Exercise protects against the development of cardiovascular diseases, but how this happens at the cellular level is not very well understood. In a study recently published in eLife, Hemanthakumar et al.4 have shown that cardiovascular disease risk factors like obesity and hypertension induce many cardiac disease features like mesenchymal gene expression, inflammation, vascular permeability, oxidative stress, and collagen synthesis. Interestingly, the authors found that exercise training was able to attenuate most of the molecular pathways induced by these cardiovascular disease risk factors.
Hemanthakumar and collaborators found that exercise training and different disease risk factors like age, obesity and hypertension have different and opposite effects on microvasculature structure and in the transcriptome of cardiac endothelial cells. To explore the response of cardiac endothelial cells, the authors isolated them and performed bulk RNA sequencing. Gene ontology analysis of the differentially expressed genes between the different groups showed that cardiovascular disease risk factors induce senescence and TGF-b signalling activation.
In particular, the authors identified a cluster of genes on which exercise training and the risk factors have opposite effects. They describe increased Serpinh1 expression induced by ageing and obesity, but reduced in exercised animals. Serpinh1 is a collagen chaperone that had been already linked to fibrosis5. Interestingly, the overexpression of SERPINH1 in human endothelial cells induces mesenchymal features, while its silencing inhibits collagen production and mesenchymal transition.

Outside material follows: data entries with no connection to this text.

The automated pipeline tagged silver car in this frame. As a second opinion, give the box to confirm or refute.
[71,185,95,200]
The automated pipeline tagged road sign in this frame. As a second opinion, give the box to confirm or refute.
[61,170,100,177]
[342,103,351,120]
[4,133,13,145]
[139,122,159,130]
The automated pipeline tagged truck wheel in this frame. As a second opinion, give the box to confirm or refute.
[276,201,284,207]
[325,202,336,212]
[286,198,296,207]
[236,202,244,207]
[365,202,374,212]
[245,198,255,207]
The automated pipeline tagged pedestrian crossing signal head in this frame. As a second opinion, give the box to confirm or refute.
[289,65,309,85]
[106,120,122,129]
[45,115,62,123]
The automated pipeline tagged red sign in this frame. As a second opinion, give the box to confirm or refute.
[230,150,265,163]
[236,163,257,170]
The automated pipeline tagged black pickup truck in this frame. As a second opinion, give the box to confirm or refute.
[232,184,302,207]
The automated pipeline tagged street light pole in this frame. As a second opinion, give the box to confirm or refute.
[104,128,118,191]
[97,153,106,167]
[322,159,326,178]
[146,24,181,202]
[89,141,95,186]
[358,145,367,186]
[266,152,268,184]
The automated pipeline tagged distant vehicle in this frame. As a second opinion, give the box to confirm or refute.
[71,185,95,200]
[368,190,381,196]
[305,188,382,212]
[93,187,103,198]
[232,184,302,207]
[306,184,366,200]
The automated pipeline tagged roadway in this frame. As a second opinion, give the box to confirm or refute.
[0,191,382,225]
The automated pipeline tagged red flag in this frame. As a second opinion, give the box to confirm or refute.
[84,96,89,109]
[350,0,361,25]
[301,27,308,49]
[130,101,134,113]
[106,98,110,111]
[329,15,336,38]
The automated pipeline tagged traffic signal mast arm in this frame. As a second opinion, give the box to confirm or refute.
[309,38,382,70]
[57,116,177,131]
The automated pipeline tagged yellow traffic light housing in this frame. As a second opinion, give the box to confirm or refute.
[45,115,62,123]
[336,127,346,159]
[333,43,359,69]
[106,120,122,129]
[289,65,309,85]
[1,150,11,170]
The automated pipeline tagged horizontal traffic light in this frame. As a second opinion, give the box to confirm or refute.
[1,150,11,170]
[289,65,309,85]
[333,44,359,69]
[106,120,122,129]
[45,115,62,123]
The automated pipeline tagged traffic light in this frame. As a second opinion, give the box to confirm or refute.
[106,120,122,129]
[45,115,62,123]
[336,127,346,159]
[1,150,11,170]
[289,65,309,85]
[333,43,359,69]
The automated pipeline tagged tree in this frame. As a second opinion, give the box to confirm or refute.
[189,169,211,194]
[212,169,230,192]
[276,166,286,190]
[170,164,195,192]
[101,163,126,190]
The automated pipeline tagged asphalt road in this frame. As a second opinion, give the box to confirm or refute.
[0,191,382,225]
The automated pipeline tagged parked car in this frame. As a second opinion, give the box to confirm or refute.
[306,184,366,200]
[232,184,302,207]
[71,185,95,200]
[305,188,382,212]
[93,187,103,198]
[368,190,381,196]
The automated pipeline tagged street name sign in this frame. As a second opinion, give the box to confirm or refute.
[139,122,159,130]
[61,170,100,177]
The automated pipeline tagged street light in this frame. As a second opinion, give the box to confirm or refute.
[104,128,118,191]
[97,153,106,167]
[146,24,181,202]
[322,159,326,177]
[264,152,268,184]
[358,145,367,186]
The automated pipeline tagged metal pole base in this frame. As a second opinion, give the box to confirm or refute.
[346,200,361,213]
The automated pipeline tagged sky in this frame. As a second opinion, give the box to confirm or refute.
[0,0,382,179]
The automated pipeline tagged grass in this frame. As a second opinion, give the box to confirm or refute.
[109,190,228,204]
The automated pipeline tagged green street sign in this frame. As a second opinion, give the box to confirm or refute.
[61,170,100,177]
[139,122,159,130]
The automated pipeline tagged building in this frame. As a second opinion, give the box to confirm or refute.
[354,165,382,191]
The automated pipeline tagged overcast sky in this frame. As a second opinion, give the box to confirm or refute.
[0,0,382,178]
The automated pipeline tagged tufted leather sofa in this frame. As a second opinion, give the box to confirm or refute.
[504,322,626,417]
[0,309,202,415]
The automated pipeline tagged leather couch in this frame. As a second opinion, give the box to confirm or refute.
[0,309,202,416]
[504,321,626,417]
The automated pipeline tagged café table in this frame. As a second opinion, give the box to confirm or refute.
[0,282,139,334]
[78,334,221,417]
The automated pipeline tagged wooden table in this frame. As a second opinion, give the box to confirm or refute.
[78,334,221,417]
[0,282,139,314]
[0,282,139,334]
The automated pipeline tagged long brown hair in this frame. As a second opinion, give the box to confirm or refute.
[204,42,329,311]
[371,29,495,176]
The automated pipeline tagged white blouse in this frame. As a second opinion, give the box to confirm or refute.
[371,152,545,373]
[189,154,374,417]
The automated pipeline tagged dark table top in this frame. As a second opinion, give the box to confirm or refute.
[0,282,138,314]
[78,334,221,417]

This study opens new doors to the study of the cellular and molecular effects of the different risk factors of cardiovascular disease. It provides a plethora of data to further study these effects, not only of the detrimental risk factors, but also the positive effects of exercise training. And finally, it raises important new questions. Endothelial cells in the heart have different developmental origins, and although they converge to equivalent states during development6. Therefore, it would be extremely interesting to explore whether all endothelial cells respond to the different inputs or if this mesenchymal response is taking place in a specific subpopulation. Endothelial cells are very plastic and dynamic, and mesenchymal activation of endothelial cells after a myocardial infarction has been shown to be transient7 as endothelial cells are able to recover their quiescent phenotype. Also, further experiments to determine whether healthier behaviors would be sufficient to revert the deleterious transcriptional shift of endothelial cells caused by age or obesity would be of interest. This study contributes to the better understanding of the damaging effects of cardiovascular risk factors by the scientific community and suggests potential future therapeutic approaches.